Lost on no-one is the fact that this federally backstopped mortgage insurance lightens the financial risk associated with mortgage lending; the idea is that this makes it easier for some buyers to find houses, and many believe that it helps on the financial stability front. However, the federal backstop, and the existence of CMHC, also lightens the prudential load that otherwise would bear on mortgage lenders. Prudential failures in the U.S. triggered a widespread financial crisis in 2008, and dealing with them has been part of the international financial regulatory agenda ever since.
Hence OSFI’s other recent guideline, B-20, aimed at ensuring that federally regulated financial institution boards understood and oversaw their institutions’ mortgage lending processes, and could explain them – or, know your borrower. B-21 extends the same concepts to the insurers who lift the risk from others – they are expected to know the risks that their lending clientele are selling on to them.
One might think that financial institutions would manage risk as a matter of course, and they do. Nonetheless, the scale of the exposure, and the fact that taxpayers are exposed to it, warrants the regulatory oversight, so long as the market is structured the way it is.
This makes the odd business of telling financial institutions to pursue the basics of risk management seem a normal thing for a regulator to do. Key goals or principles include assessing the mortgage insurer’s internal underwriting systems, models, and processes, and ensuring the “use of effective portfolio risk management.”

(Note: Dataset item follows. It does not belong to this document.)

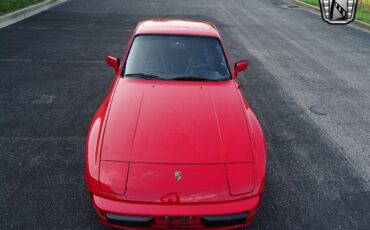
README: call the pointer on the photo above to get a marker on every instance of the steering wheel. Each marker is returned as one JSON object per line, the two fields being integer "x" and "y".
{"x": 203, "y": 67}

What such guidelines cannot do, however, is address the problems associated with the fundamental market structure, meaning that taxpayers directly or indirectly insure mortgage lending. The stability the mechanism might bring is a thing of value, and one that comes with risks and costs. Addressing these will require a long, hard look at market structure, and the role of CMHC. The previous Finance Minister, Jim Flaherty, clearly had expressed his doubts about the current structure; whether Joe Oliver will push on toward market reform, including a smaller or privatized CMHC, is unknown.
Along the way, Minister Oliver will have to address a rather large gap in housing finance risk and its management. That is because federal regulations are federal – meaning that B-20, for instance, does not really cover provincially regulated home lenders, who also sell mortgage risk to insurers.
This matters. Federally regulated chartered banks have perhaps $900-billion in residential mortgage loans outstanding. Next to them, the provincial institutions are small, but the credit unions and caisses populaires still account for about $155-billion in mortgage lending; collectively, that is not small potatoes.
While the lenders are small, their numbers are big, and this is the no-money-down, cash-back mortgage world. And the provincial regulatory system is fragmented, like the market it oversees. For both the regulators and the regulated, risk management and oversight tend to be overtasked and understaffed.
To provide an exit path from this balkanized system, Ottawa has for years offered supportive federal legislation and regulation, a move that would strengthen the system and bring better armed competition to the large banks.
The 2014 federal budget went a step further, ending joint OSFI oversight of provincial credit union centrals. This is intended to light a fire under provincial regulators, or to encourage trustcos to move to federal jurisdiction.
The new OSFI guidelines can be seen as harmless steps, yet there is much left to do. Without the right incentives and oversight in place, taxpayer-backed housing finance will remain an accident waiting to happen.